Yoga and Pilates/body-conditioning have been my saving grace in keeping me supple and able to keep up with the labour demand placed on my body. However, sometimes a steam room is just what I need to sooth and soften me, especially after ruthless bouts of digging and building.

In order to have access to a steam room, the first option was to join a gym. I would never use anything but the steam room at the gym though – I do way too much manual labour, and I already frequently do yoga and Pilates/body-conditioning. So I would have had to pay the high monthly gym fee, which was not possible considering various factors relating to my finances, and then drive a considerable distance to the gym and back again just to use the steam room.

So instead I built a steam room. The wood is yellow gum from a local saw mill. Yellow gum is extremely hard and, untreated, will last for years, unlike pine and other more-readily available woods. The wood must remain untreated because the heat of the steam room would cause the release of the chemicals contained in paint into the air.
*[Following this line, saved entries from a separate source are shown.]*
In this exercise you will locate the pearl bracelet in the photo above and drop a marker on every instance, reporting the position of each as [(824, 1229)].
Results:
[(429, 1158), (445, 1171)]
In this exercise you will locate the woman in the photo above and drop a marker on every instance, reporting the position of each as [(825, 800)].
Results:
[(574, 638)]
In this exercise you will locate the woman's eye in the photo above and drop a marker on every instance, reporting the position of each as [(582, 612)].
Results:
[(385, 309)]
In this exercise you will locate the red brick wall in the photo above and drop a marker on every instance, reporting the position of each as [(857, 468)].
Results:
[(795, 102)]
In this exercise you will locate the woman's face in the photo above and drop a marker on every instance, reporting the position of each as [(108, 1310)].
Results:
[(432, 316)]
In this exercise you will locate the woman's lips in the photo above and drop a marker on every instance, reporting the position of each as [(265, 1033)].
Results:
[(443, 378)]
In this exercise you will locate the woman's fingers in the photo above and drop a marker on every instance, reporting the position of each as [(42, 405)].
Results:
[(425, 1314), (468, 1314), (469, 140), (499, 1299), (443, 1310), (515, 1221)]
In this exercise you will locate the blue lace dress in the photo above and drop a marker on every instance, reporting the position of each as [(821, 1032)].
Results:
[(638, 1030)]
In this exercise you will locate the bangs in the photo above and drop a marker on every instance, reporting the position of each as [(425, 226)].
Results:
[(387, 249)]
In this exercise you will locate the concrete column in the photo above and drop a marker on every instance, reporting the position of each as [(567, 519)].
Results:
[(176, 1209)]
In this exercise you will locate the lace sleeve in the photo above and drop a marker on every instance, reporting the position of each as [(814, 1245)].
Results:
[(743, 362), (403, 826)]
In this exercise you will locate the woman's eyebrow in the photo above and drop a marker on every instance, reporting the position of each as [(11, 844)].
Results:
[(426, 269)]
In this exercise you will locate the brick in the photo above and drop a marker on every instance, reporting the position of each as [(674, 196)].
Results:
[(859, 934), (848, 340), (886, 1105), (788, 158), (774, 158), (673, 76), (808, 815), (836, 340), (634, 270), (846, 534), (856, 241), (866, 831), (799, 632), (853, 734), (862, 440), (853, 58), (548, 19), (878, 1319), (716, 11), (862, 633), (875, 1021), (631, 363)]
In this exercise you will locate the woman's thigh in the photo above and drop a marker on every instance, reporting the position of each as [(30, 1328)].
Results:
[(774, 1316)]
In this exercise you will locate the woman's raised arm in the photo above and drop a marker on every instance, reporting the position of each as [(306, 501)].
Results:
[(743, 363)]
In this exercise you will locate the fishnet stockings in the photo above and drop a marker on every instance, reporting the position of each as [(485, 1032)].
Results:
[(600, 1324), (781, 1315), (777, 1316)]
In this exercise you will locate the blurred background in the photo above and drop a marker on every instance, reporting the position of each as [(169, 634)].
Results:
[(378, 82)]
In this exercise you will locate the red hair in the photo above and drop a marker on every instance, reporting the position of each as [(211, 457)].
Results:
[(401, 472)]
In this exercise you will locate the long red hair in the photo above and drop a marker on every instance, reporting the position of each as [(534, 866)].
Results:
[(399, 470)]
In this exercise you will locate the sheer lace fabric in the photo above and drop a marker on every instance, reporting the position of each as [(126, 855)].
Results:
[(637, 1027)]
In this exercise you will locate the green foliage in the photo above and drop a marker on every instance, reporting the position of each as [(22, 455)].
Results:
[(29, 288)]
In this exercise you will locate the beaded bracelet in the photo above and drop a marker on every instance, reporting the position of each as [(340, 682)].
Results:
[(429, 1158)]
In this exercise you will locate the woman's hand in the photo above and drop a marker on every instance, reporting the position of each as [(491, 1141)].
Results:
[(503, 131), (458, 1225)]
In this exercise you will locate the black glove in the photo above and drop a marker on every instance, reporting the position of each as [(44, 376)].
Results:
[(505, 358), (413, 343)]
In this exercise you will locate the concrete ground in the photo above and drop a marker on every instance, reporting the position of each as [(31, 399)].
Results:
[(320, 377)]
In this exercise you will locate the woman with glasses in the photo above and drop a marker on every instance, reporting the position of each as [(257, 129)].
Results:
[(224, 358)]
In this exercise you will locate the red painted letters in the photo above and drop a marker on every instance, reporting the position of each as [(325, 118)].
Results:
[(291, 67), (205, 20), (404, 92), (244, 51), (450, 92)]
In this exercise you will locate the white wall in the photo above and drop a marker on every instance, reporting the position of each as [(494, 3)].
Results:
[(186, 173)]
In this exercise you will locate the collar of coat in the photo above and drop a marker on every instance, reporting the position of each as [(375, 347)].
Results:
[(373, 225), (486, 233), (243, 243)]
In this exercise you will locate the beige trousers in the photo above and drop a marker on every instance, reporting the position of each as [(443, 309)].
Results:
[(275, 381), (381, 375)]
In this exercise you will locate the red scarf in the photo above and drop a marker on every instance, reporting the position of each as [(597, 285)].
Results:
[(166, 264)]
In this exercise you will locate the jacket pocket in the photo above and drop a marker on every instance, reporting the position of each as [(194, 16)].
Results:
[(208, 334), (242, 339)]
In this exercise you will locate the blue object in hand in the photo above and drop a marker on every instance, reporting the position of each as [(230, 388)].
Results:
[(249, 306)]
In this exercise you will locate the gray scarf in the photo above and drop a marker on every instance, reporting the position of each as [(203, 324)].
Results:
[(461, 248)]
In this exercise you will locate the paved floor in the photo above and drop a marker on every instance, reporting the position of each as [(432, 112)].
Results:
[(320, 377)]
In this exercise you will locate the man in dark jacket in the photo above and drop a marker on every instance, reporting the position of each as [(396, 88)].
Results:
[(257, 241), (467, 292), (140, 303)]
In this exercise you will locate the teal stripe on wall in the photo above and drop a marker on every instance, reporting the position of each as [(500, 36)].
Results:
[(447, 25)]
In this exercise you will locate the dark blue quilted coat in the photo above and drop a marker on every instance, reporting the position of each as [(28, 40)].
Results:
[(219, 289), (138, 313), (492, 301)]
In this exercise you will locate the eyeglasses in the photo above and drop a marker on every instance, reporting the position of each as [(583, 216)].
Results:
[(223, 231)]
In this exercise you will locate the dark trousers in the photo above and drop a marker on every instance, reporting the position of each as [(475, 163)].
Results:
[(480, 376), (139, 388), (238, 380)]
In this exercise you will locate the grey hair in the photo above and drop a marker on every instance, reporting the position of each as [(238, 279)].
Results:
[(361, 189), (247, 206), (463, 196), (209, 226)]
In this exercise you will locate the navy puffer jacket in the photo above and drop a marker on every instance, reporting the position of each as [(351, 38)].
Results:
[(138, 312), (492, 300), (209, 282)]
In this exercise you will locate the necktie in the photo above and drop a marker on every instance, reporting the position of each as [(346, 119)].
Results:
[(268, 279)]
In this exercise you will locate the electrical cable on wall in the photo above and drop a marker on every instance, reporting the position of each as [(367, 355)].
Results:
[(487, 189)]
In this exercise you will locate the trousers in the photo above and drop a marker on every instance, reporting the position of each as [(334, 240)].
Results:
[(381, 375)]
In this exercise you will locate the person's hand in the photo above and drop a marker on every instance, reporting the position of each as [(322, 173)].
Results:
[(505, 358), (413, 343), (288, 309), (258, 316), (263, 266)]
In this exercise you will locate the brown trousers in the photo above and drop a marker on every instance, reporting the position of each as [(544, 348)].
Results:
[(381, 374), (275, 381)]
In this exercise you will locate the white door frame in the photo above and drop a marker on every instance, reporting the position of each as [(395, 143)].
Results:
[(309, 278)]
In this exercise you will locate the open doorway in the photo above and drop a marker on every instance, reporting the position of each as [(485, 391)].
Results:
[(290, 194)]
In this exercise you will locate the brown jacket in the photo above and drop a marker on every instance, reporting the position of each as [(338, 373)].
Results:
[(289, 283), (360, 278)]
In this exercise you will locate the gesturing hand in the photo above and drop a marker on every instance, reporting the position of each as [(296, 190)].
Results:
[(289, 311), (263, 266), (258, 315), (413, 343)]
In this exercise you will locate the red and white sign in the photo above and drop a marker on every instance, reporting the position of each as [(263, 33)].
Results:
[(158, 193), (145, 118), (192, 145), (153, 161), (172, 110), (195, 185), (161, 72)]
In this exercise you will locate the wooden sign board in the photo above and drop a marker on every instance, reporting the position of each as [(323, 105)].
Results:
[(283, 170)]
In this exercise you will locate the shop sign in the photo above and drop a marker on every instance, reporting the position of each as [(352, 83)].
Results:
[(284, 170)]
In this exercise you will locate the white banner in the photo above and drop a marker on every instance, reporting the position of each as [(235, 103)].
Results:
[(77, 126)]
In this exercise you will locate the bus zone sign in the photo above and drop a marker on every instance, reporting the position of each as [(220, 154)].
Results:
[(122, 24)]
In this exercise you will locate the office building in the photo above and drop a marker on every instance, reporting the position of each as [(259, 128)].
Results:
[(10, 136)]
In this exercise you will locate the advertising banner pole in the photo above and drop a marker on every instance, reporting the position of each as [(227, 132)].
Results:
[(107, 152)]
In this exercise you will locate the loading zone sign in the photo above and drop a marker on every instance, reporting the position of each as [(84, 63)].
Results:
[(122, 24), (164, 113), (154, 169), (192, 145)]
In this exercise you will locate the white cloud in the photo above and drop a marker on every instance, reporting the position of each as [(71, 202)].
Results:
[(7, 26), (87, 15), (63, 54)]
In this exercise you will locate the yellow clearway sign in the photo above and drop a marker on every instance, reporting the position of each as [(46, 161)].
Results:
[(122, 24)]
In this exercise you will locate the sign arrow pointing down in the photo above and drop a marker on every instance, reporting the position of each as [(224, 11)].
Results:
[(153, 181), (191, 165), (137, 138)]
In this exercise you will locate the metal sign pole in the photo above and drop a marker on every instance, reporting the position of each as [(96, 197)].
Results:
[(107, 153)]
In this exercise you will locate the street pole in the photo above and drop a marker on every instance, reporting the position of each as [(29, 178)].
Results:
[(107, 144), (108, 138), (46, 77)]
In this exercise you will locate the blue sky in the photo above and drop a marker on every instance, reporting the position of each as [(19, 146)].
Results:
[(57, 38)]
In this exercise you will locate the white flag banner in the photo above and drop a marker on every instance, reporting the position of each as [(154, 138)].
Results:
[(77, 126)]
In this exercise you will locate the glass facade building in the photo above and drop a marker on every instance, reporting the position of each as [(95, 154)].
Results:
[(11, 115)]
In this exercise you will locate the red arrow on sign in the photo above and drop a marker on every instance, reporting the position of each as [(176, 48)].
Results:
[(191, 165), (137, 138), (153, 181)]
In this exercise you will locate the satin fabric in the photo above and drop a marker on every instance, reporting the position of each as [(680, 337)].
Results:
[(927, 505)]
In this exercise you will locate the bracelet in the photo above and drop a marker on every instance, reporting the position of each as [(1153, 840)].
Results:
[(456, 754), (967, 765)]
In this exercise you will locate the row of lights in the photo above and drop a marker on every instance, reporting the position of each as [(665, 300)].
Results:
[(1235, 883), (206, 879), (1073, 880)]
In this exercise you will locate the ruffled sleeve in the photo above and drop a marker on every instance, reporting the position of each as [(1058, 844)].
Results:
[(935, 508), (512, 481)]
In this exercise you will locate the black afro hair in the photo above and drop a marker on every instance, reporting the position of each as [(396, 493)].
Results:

Here is a picture of the inside of the steam room before the hole for the thermal-mass-heater was cut:

 

The markings indicating where the rocket stove mass heater will enter the structure:

 

Structure and initial row of fire bricks (cement is ‘fire cement’ or ‘furnace cement’, not ordinary cement; first three courses of furnace are fire bricks; rest of chimney ‘common’ bricks; see THIS POST for a better idea of the construction of the rocket-stove-mass-heater, keeping in mind that the one used for the steam room is considerably bigger):

 

My friend Gareth and one of his kids overseeing me doing the fire-cementing of the inside chimney. Note the metal flu at the back left – the flu is the main initial steam generator as it gets hot quickest. I pour water onto the flu and the water explodes into steam. Later, as the bricks warm up, the chimney provides a more constant source of steam as water is gradually poured onto the bricks:

 

Here the crucial insulating foil barrier is most notable. A few reclaimed corrugated sheets have been applied.

 

And here I am, holding the 18 volt cordless drill that I used to build so many things now. This drill comes highly recommended:

 

That’s where my pictures end. Since the final picture was taken, I finished the reclaimed corrugated sheet cladding and painted it green. The structure blends into the surrounds perfectly. I have used it approximately eleven times and wow! The room takes 30 minutes to get warm; an hour to get hot. By 1hr30mins a person can go in and start pouring water over the flu and brick chimney, and 30 minutes thereafter the person will usually have to exit. Thereafter, the steam room is absolutely pumping! If I let the fire die after this point, room will still be warm (and completely dry) 12 hours later.